AI4Bharat / IndicTrans2

Translation models for 22 scheduled languages of India
https://ai4bharat.iitm.ac.in/indic-trans2
MIT License
214 stars 59 forks source link

For Odia translations model is generating ଯ଼ in results which is not existing alphabet in Odia language. #82

Closed Sab8605 closed 2 months ago

Sab8605 commented 2 months ago

For Odia translations model is generating ଯ଼ in results which is not existing alphabet in Odia language. I have try all the available models Distilled both versions as well as Original both versions. How to solve this?

prajdabre commented 2 months ago

This is not the right way to open an issue.

You should:

  1. Specify your use case.
  2. Share your code snippet.
  3. Share an example input and the desired output.
Sab8605 commented 2 months ago

I understand the need for clarity when opening an issue. Here are the details you requested:

  1. I am using the IndicTrans2 model for translation of English to Odia.
  2. Example : For some of translations model generates ଯ଼ alphabets in responses which is not exist in Odia language. ଯ with the dot under it is not a character in Odia and instead should be replaced with ୟ.

input : Local media reports an airport fire vehicle rolled over while responding. output : ସ୍ଥାନୀଯ଼ ଗଣମାଧ୍ଯ଼ମ ରିପୋର୍ଟ କରିଛି ଯେ ପ୍ରତିକ୍ରିଯ଼ା ଦେବା ସମଯ଼ରେ ଏକ ବିମାନ ବନ୍ଦର ଅଗ୍ନିଶମ ଗାଡି ଓଲଟି ପଡ଼ିଥିଲା।

input: British newspaper The Guardian suggested Deutsche Bank controlled roughly a third of the 1200 shell companies used to accomplish this. output:ବ୍ରିଟିଶ ଖବରକାଗଜ ଦି ଗାର୍ଡିଆନ୍ ପରାମର୍ଶ ଦେଇଛି ଯେ ଡଏଚ୍ ବ୍ଯ଼ାଙ୍କ 1200 ଟି ନକଲି କମ୍ପାନୀ ମଧ୍ଯ଼ରୁ ପ୍ରାଯ଼ ଏକ ତୃତୀଯ଼ାଂଶକୁ ନିଯ଼ନ୍ତ୍ରଣ କରିଥିଲା।

PranjalChitale commented 2 months ago

Please check the following commit, this has been resolved if you use our inference pipeline.

For a short-term fix, please make the necessary changes on your end.

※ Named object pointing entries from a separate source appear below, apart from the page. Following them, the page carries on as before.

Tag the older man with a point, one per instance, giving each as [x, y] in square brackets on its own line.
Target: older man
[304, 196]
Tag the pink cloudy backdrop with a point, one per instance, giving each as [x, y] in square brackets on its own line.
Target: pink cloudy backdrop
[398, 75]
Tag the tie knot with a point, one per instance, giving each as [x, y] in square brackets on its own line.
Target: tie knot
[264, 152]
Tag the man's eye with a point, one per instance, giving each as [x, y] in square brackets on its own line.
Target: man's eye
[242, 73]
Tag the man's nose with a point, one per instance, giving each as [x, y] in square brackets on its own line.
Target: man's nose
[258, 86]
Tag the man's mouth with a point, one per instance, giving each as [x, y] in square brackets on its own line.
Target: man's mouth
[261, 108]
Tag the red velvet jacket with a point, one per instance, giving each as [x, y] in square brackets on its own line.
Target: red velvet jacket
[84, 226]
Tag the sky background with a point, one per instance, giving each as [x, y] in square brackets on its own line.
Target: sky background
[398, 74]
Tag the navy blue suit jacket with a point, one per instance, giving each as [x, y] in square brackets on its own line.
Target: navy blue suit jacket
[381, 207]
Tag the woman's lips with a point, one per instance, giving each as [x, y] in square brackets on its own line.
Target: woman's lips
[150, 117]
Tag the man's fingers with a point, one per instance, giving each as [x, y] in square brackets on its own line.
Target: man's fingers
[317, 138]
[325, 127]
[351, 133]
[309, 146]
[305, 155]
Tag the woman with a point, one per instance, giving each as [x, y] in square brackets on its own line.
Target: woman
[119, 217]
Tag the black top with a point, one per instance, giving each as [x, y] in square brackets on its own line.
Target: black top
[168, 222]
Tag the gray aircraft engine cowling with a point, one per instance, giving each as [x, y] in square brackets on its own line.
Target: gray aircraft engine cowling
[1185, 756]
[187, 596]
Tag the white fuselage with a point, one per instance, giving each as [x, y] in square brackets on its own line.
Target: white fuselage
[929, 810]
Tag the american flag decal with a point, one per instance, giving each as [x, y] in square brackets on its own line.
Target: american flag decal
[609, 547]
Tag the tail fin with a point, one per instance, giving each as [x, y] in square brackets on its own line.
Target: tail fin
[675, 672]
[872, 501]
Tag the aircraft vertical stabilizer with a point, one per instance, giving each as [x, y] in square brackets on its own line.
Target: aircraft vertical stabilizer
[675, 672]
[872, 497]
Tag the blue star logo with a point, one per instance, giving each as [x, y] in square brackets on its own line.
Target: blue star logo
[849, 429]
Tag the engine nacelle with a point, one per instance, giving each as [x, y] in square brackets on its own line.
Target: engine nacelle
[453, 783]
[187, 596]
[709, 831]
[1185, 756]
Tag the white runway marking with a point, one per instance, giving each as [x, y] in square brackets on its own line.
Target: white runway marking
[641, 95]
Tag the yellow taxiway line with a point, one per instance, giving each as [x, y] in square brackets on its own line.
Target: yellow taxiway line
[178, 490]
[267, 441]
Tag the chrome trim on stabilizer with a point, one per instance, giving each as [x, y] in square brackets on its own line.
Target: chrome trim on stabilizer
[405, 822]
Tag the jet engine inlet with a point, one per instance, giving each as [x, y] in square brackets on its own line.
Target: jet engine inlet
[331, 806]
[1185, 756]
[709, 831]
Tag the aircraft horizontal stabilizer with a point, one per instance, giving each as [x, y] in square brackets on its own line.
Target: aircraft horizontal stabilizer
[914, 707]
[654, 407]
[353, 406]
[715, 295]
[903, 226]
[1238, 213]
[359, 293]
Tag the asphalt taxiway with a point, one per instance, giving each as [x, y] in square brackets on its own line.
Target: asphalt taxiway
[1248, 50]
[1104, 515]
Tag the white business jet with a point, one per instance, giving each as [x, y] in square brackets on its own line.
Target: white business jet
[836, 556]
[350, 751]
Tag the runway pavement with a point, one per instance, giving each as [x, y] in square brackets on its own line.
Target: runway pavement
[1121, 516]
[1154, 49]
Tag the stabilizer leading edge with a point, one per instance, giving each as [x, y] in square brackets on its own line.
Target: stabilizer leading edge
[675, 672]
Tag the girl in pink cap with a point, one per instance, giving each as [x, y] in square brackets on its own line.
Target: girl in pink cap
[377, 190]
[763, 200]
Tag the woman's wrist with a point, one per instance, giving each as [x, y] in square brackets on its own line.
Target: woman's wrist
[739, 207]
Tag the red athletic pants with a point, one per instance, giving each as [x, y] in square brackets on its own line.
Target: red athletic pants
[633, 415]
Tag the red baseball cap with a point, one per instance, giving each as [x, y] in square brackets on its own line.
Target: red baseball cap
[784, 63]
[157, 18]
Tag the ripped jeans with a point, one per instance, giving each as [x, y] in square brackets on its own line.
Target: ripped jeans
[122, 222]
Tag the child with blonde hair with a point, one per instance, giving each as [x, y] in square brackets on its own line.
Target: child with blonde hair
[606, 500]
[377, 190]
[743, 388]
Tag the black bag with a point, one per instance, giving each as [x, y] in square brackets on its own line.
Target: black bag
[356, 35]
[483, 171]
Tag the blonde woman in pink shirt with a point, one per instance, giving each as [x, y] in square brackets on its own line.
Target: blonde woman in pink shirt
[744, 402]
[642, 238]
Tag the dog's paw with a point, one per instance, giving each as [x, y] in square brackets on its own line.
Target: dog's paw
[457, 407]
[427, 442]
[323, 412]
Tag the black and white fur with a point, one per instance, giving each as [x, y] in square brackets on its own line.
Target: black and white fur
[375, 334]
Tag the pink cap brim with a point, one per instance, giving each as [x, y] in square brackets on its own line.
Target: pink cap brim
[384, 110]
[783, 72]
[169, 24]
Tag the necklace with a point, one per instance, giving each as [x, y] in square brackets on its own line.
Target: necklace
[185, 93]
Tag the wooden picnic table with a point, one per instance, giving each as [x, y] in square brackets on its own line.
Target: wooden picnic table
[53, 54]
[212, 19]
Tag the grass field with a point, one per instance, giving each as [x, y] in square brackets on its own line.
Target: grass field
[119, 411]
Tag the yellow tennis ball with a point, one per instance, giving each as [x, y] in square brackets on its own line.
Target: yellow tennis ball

For a permanent solution, the Unicode transliterator for Oriya in the IndicNLP library needs to be debugged, or a similar workaround can be implemented there as well.

Feel free to open a PR.

Sab8605 commented 2 months ago

Thanks for a quick response,

I have tried this changes but this not solved issue for me, as this changes replace before transliterator, But it solve me when I apply it after using transliterator. Please find code below,

if lang == "eng_Latn":
            for sent in sents:
                postprocessed_sents.append(self.en_detok.detokenize(sent.split(" ")))
        else:
            for sent in sents:
                outstr = indic_detokenize.trivial_detokenize(
                    self.xliterator.transliterate(sent, flores_codes[common_lang], flores_codes[lang]), flores_codes[lang]
                )
                # Oriya bug: indic-nlp-library produces ଯ଼ instead of ୟ when converting from Devanagari to Odia
                # TODO: Find out what's the issue with unicode transliterator for Oriya and fix it
                if lang_code == "ory":

                    outstr = outstr.replace("ଯ଼", 'ୟ')
                postprocessed_sents.append(outstr)

        return postprocessed_sents
    Thanks once again for solution.